The Myth of: “I Totally Do That Already”

26 Jul

expertWhen I was just a few years into teaching, I had the opportunity to spend a week at Columbia Teachers’ College, learning from the gurus who invented reading and writing workshop.  As I listened to Lucy Calkins, the director of the program, share her thoughts on teaching and model exemplar lessons, I thought to myself, “I totally do all of that already.”

I felt satisfied, and maybe a tad smug.  This really wasn’t that difficult–just focus and work hard, and you could have it down cold.

Five years later, my new thought is, Will I ever be an expert at this?  That week in New York feels like a lifetime ago, and I can only look back with a shake of my head.  How wonderful to feel so confident, with so little actual knowledge.

The myth of expertise can you hit you anywhere in life.  I felt it as a student teacher, watching my mentor teacher lead the class.  I totally already do that.  I believed it before I led my first training.  No problem I can definitely do that.  And I even felt it, in a different way, before I had my daughter.  I know how to do all that already.

In each of those situations, it wasn’t until I gained a little more knowledge–enough to know what I didn’t know–that I began to realize I wasn’t quite the expert I thought.

My experience isn’t atypical–it’s often the least experienced who feel the most confident.  Why do we tend to overestimate our expertise when we’re new?

1.  You only see the outcome, not the possibilities.

Let’s take the example of calling on a student to answer a question.  Seems fairly straightforward.  But there are a lot of other choices that can create a different outcome.  A teacher could call on a student who doesn’t know the answer, and then have to make a decision about what to do when the child is stuck.  A teacher could have all of the students share their thinking with a partner, and then share the answer herself.  A teacher could pose the question and have students record a response, and then look over their thinking later.

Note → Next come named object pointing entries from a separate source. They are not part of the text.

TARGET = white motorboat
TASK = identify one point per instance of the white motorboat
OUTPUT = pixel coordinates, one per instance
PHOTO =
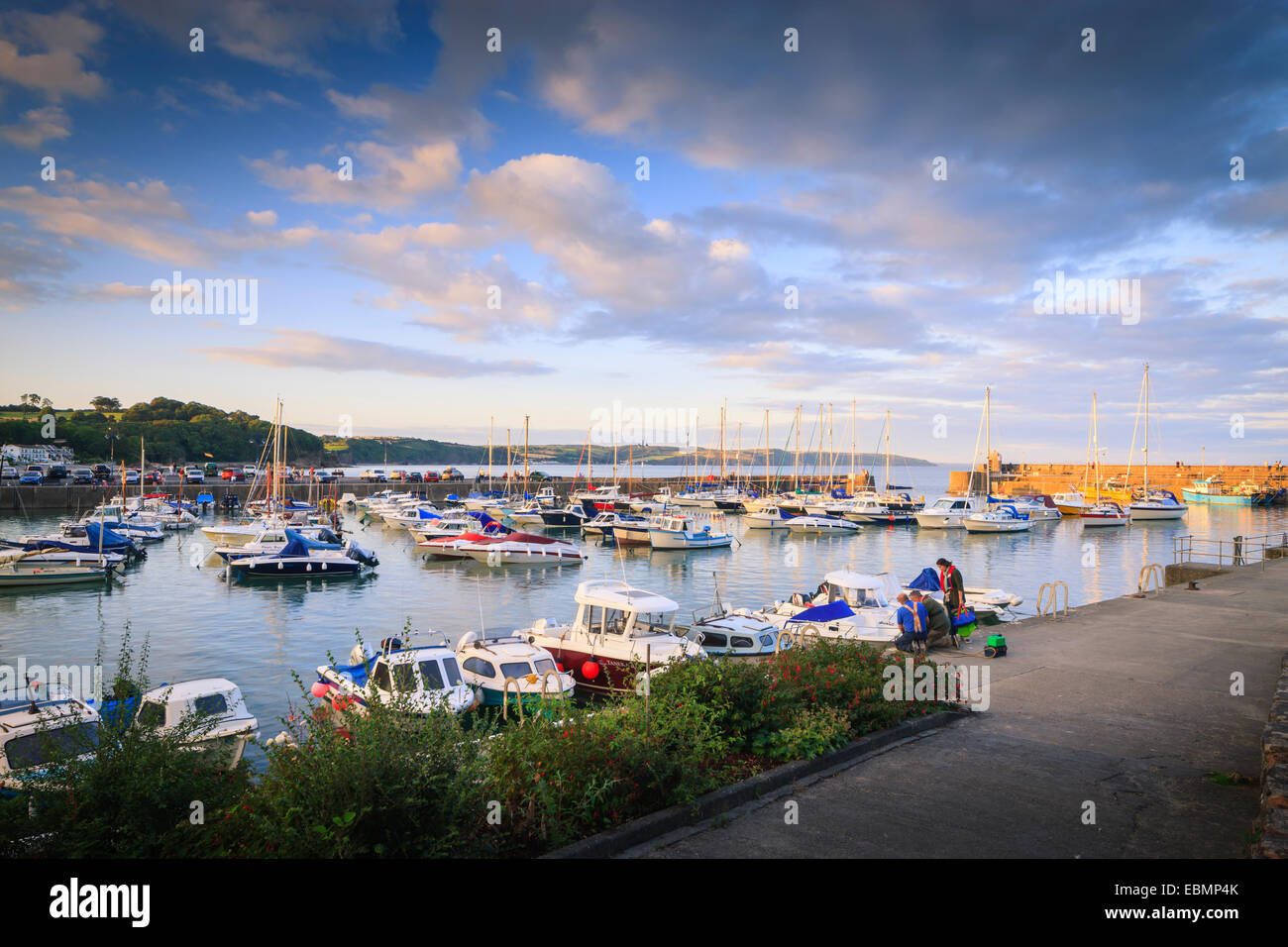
(1158, 504)
(523, 549)
(1039, 506)
(37, 733)
(690, 531)
(214, 709)
(849, 605)
(618, 635)
(1000, 517)
(767, 518)
(419, 680)
(497, 667)
(949, 510)
(1104, 513)
(820, 525)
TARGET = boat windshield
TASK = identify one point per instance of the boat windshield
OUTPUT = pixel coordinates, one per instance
(43, 748)
(857, 598)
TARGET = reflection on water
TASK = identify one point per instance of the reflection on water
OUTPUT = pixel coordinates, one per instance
(258, 633)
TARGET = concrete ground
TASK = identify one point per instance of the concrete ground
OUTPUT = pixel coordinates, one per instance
(1125, 703)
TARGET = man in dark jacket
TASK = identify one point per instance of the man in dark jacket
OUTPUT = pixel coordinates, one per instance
(952, 585)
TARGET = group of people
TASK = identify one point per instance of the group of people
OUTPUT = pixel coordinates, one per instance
(923, 622)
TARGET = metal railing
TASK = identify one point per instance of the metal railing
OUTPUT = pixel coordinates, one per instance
(1239, 551)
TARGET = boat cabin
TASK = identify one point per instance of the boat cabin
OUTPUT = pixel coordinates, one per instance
(35, 733)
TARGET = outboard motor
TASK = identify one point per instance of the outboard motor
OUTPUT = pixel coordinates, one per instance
(355, 552)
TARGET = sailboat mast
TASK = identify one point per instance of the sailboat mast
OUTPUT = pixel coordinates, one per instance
(1095, 442)
(988, 442)
(888, 450)
(1146, 431)
(797, 474)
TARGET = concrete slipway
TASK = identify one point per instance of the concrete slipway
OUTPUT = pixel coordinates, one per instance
(1125, 702)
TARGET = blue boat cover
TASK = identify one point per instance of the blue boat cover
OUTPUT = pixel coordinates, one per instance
(927, 579)
(832, 611)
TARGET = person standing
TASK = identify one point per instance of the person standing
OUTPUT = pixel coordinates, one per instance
(953, 586)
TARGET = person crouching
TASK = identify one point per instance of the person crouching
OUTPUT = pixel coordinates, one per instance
(913, 625)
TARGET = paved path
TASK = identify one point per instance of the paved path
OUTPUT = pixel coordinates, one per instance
(1125, 703)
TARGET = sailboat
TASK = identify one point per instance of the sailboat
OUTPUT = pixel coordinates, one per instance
(1157, 504)
(1103, 512)
(999, 517)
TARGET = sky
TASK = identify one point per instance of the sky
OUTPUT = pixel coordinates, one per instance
(669, 206)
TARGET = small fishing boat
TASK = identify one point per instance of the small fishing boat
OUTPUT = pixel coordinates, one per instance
(948, 510)
(455, 547)
(1041, 508)
(767, 518)
(1000, 517)
(274, 539)
(690, 531)
(1157, 504)
(618, 635)
(419, 680)
(523, 549)
(605, 523)
(848, 605)
(497, 667)
(991, 605)
(213, 707)
(304, 558)
(570, 517)
(1106, 513)
(822, 525)
(37, 733)
(635, 534)
(16, 574)
(728, 634)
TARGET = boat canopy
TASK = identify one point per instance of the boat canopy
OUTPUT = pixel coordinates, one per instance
(610, 592)
(832, 611)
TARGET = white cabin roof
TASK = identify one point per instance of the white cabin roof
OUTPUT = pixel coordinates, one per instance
(853, 579)
(189, 689)
(610, 592)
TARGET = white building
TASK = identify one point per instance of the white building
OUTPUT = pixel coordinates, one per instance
(38, 454)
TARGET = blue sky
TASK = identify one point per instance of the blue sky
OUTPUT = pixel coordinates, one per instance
(767, 169)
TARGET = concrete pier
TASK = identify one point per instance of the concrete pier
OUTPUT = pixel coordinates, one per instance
(1126, 705)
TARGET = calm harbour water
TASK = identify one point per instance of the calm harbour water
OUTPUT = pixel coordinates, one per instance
(257, 634)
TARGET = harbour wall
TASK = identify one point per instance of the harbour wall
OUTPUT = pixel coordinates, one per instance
(1012, 479)
(47, 497)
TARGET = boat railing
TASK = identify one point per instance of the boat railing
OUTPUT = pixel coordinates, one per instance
(1237, 551)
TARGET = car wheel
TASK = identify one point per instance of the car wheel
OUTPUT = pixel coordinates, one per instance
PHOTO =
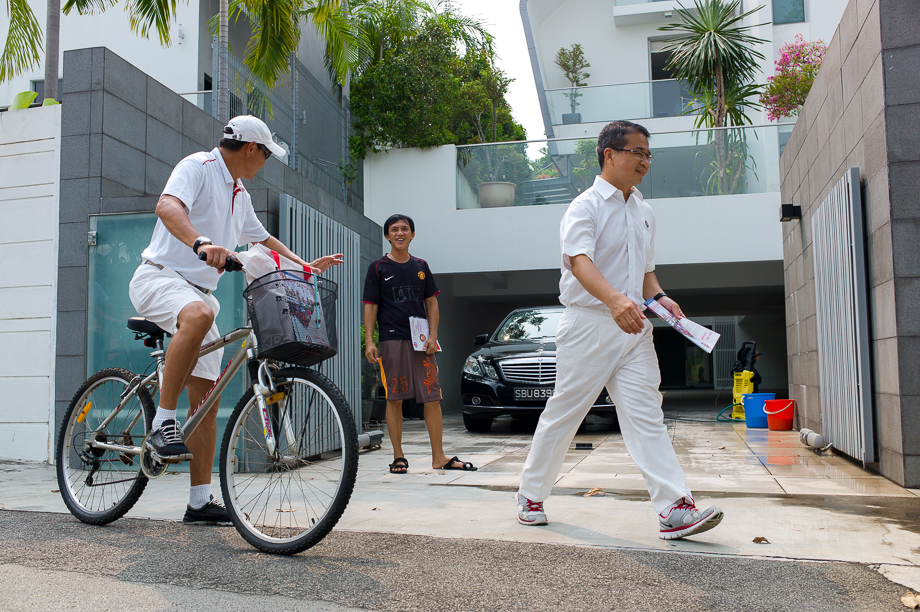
(477, 424)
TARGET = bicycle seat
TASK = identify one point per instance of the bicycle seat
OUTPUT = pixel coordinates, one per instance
(143, 326)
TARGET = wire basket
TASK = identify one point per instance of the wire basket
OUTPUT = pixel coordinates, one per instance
(293, 319)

None of these choices are wrong, but they all have a slightly different purpose.  An expert understands the different decisions that could be made at the “share out an answer” point, and the ramifications.  A novice might think, “pose questions, call on a student to respond,” with no thought to the other choices that could be employed, or the reason for each.

2. It’s hard to know what’s the cake and what’s just decoration.

When you’re inexperienced, it can be hard to learn from experts because you don’t know what to focus on, what to learn.  The year I spent observing my mentor teachers is a hazy blur.  I’m not sure what I was observing–from my notes, it seemed to be mostly anthropological details like where students’ eyes were tracking at specific moments–but it’s pretty devoid of anything that would lead to meaningful practice on my part.  When I started teaching, after a few months of struggling with the basics, I would have given anything to go back and watch them again.  Now, I thought, I know what to look for.  

3.  You don’t understand that what’s not happening can be just as important as what is occurring.  

The absence of problematic behaviors is just as important as the presence of positive ones.  We often focus on this in students–the ubiquitous “caught you being good!” We know the myriad of possibilities for negative behaviors, so we can notice the absence of them, and the presence of quieter actions like starting quickly and time on task.

The more expert you become in a subject, the more you can notice the absence of problems.  When I watched a master lesson as a new teacher, I didn’t know why things were going smoothly.  I failed to notice that the teacher didn’t instruct for more than ten minutes at a time.  Or that the teacher didn’t jump from teaching point to teaching point.  Or that the teacher didn’t pick a model that wasn’t accessible to the kids.

I totally already do that.

It’s a wonderful thought, really, and it’s not all bad.  It gives you confidence and makes you feel a little less overwhelmed, which lets you take on tasks that might otherwise seem too daunting.  But the blanket statement can also close you off to areas of growth.  If you already do that, totally, there’s nowhere to go, nothing to learn.  So I’ll try to change my thought to, I totally do some of that, or I can totally learn to do that, because in the end, becoming an expert is way more motivating and fun than just being an expert already.